Le Parlement européen a voté le 12 mars 2024 la proposition de directive relative à la régulation des allégations environnementales lors de la séance plénière qui se tient cette semaine à Strasbourg.[4]

La proposition de directive ne s’applique pas aux micro-entreprises (i.e. avec moins de dix personnes et avec un profit de moins de deux millions par an).

II. Ratio legis et contenu de la proposition de directive

II.1. Ratio legis

Il ressort d’études menées au sein de l’UE, que 50% des allégations environnementales, comme les labels « eco-friendly », « green », etc. que l’on peut retrouver dans tous les supermarchés sont fausses, et induisent le consommateur en erreur.[5]

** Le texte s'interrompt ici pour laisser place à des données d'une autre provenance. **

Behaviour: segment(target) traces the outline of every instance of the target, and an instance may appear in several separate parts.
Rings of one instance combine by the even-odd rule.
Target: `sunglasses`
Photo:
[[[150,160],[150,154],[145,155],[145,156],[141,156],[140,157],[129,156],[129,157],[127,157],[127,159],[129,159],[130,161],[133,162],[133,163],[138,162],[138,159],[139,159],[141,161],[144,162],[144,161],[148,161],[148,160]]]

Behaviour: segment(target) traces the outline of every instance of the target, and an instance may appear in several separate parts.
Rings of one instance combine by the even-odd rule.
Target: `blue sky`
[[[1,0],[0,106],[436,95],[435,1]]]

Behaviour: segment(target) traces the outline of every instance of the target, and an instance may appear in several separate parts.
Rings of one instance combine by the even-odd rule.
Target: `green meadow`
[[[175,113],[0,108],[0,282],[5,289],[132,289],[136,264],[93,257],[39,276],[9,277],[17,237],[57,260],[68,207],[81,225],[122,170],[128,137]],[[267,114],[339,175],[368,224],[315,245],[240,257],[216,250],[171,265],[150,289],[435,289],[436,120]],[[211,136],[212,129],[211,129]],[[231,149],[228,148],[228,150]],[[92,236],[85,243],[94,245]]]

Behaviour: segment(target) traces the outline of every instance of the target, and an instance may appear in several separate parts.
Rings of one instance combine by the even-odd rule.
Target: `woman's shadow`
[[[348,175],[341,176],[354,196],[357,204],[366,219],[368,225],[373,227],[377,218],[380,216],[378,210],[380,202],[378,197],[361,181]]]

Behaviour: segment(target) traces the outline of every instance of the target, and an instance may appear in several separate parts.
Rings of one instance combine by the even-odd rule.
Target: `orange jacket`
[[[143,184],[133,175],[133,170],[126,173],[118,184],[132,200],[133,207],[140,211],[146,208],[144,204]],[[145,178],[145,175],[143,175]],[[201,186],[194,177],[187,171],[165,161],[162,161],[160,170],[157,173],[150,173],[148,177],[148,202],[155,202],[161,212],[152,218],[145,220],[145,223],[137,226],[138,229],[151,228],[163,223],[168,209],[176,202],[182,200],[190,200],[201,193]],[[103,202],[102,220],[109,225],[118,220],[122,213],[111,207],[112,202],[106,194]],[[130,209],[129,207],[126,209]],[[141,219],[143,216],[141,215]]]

Afin de renforcer la crédibilité des labels de durabilité, et d’instaurer ainsi une confiance accrue dans les indications de durabilité, la proposition de directive s’attaque de front aux pratiques trompeuses et prône la transparence en vue de protéger au maximum le consommateur.

Il en va de même pour l’interdiction des allégations basées sur la compensation des émissions de gaz à effet de serre qui doivent viser à garantir que les entreprises ne puissent faire valoir des impacts environnementaux non vérifiés. Actuellement, 93% des allégations d’émissions carbones se sont révélées fausses selon la commission du marché intérieur.[6]

II.2. Concernant la certification environnementale (ou « environmental labelling scheme ») et le contrôle

La proposition de directive vise à établir avec clarté les éléments essentiels du système de certification. Afin de faciliter la communication des entreprises à propos de leur marketing environnemental, la proposition de directive introduit un étiquetage harmonisé, fournissant des informations sur la garantie commerciale de durabilité offerte par les producteurs, avec une référence à la garantie légale de conformité. Un avis sera également affiché de manière bien visible dans les magasins et sur les sites pour informer les consommateurs sur la garantie légale de conformité, renforçant ainsi la transparence dans les transactions commerciales.

La Commission publiera la liste des certificats environnementaux officiellement reconnus pour le marché de l’UE afin de permettre une certification contrôlée.

Les États membres quant à eux devront s’assurer que les entreprises réalisent une évaluation pour étayer des affirmations environnementales, en respectant un certain nombre d’exigences.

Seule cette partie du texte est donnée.